Margaret Chardiet designs music that sounds like nothing so much as pure, visceral hatred.
In her work as Pharmakon, she creates demonic, inhumane soundscapes that are likely to exist at the furthest edge of taste for many. This is not, however, a bad thing: in fact, Chardiet is unquestionably behind some of the most interesting and commanding pieces to be produced within the noise bracket for quite some time and you owe it to yourself to listen.
To date, Chardiet has released three albums as part of the Pharmakon project. Beginning with 2013’s intoxicating release, Abandon, Chardiet immediately established her penchant for shrieking, satanic potency. This was followed up in 2014 with Bestial Burden, an album which often scans like recordings retrieved from a production line at the gates of hell, and then releasing Contact in 2017, which maintains the musician’s uncanny ability to replicate both the mechanic and the otherworldly.
Now, with her fourth studio album, Devour, Chardiet is altering the process; moving from a method of constructing each track separately and without connection, opting instead to record live in-studio and in-situ with each track merging seamlessly with the next. It’s an interesting approach for Pharmakon and thankfully it is one that pays dividends.
There’s something seductive about destruction. Chardiet has played with this sentiment time and again across her back catalogue and the decision to perform Devour as a natural live showcase truly exemplifies the throbbing caustic violence that Pharmakon represents.
Chardiet has stated that ‘those who see beyond the veil need to obscure the horrid sight by any means necessary, but respite is always brief, nothing can dampen the glare from behind the veil’. Listening to Devour is to hear the auditory representation of this statement; seeing beyond the veil of typical melodic composition into a rank, festering wasteland where only agonised motifs and wailing screeches can persist.
The album begins with "Homeostasis", a dull, pumping wall of sound that neatly moves into "Spit It Out", affording Chardiet the right to utilise her signature screeches over flanging synthesizers. This bursts into the single "Self Regulating System", one of Pharmakon’s more thematically traditional pieces to date, with tangible driving percussion and breaks for lyricism. From here, "Deprivation" moves onward, bolstered by an impressive reverberating undercurrent and supported by an oppressive mechanical rebuttal. The final movement is "Pristine Panic/Cheek By Jowl", easily the most sinister piece on the album, which is split into two equally threatening pieces which clamour for the spotlight of their own absurdly malevolent farce.

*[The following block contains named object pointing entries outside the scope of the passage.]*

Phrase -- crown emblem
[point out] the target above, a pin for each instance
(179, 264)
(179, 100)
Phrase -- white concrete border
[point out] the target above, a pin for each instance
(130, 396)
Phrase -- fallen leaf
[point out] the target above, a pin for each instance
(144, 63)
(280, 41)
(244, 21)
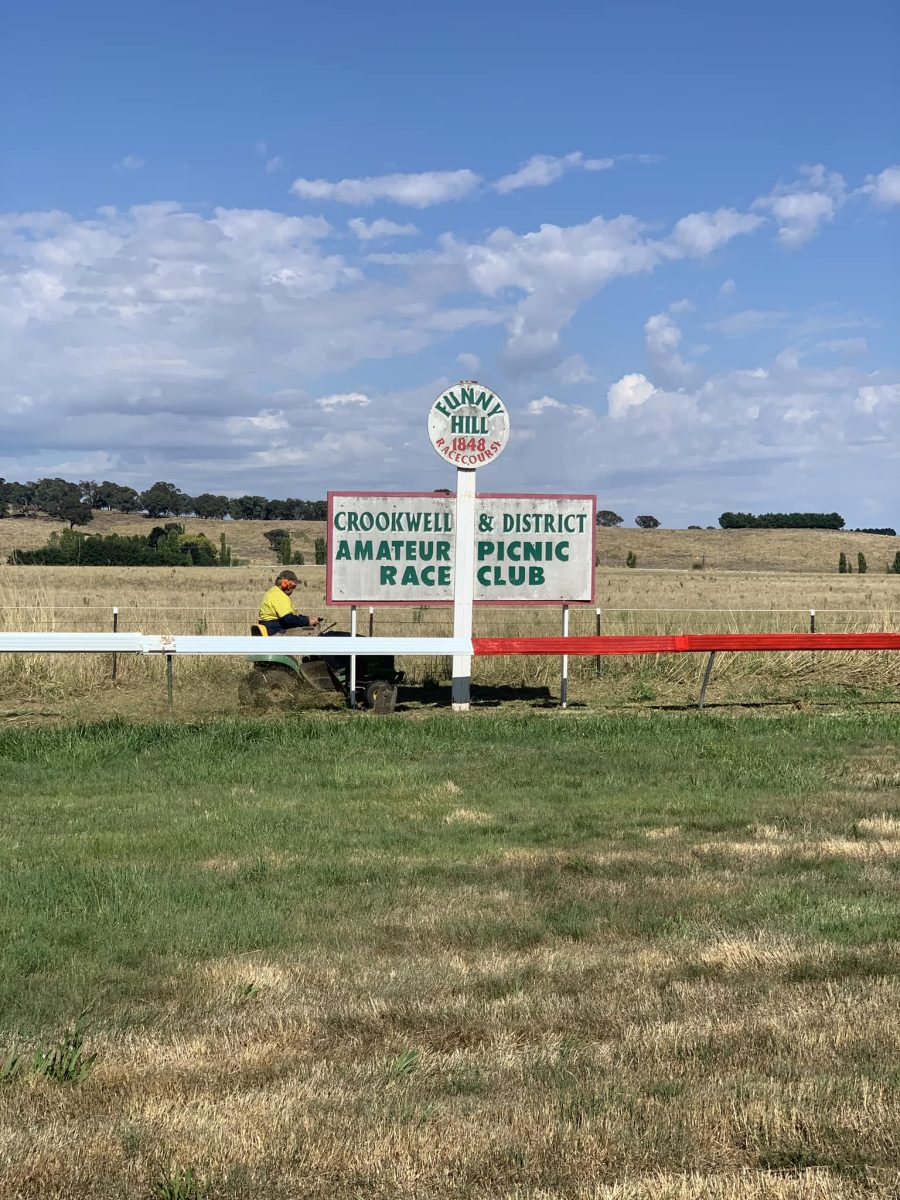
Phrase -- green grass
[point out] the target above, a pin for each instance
(436, 955)
(130, 850)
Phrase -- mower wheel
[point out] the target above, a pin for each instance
(382, 696)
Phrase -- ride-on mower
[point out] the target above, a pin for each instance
(280, 677)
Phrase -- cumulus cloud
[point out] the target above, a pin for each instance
(885, 189)
(193, 345)
(418, 191)
(877, 396)
(371, 231)
(265, 421)
(543, 169)
(535, 407)
(663, 337)
(701, 233)
(630, 391)
(343, 400)
(749, 321)
(801, 208)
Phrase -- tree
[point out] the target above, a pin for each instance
(162, 501)
(76, 511)
(91, 491)
(607, 520)
(249, 508)
(210, 508)
(51, 495)
(114, 496)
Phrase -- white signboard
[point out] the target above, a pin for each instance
(399, 547)
(468, 425)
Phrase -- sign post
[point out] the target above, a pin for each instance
(468, 426)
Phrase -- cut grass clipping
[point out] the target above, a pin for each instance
(600, 957)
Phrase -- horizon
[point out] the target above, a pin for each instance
(255, 249)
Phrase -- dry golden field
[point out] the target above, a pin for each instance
(792, 551)
(669, 592)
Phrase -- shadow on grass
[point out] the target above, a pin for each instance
(438, 696)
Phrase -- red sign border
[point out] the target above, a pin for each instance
(448, 604)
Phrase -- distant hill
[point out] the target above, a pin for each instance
(733, 550)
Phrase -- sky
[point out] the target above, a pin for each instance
(244, 247)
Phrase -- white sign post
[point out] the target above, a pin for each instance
(468, 426)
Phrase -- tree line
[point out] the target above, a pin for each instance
(75, 503)
(781, 521)
(163, 546)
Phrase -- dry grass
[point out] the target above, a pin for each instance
(781, 551)
(633, 601)
(576, 1071)
(504, 969)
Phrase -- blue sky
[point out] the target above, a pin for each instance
(244, 247)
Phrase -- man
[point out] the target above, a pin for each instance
(276, 612)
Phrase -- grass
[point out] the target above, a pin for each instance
(508, 955)
(223, 601)
(784, 551)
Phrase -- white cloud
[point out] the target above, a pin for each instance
(418, 191)
(701, 233)
(543, 169)
(265, 421)
(802, 207)
(193, 345)
(369, 231)
(877, 396)
(749, 321)
(471, 363)
(535, 407)
(663, 337)
(850, 347)
(630, 391)
(343, 400)
(885, 189)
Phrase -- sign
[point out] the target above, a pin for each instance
(399, 547)
(468, 425)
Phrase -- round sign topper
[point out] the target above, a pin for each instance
(468, 425)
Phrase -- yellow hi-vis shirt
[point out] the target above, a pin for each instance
(275, 604)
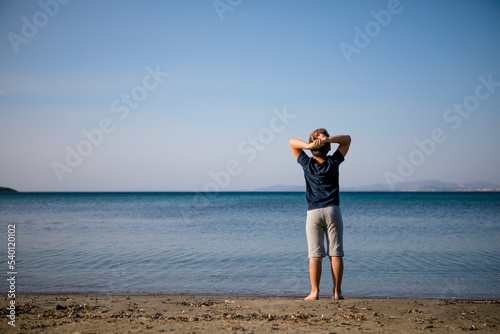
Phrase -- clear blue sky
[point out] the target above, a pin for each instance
(385, 72)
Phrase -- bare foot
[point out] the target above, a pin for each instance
(312, 296)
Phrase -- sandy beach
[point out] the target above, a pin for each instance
(203, 314)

Besides its inaccessibility, the only significant issue that I can identify in relation to Devour is that it is criminally short. Clocking in at just over half an hour, the album feels too hurried, like it hasn’t fully reached the apex of its ideas. Consequently the album ends without the explosivity that it maintains throughout which is certainly a disappointment.
However, Devour overall is a punishing, malicious force of a record, one focused entirely on the eradication of any sense of self and musical procedure, with no room for reprieve. It perfectly captures the raw, hemorrhaging nature of Chardiet’s thematic intention, and live performances and in this way it is nothing short of an unbridled success.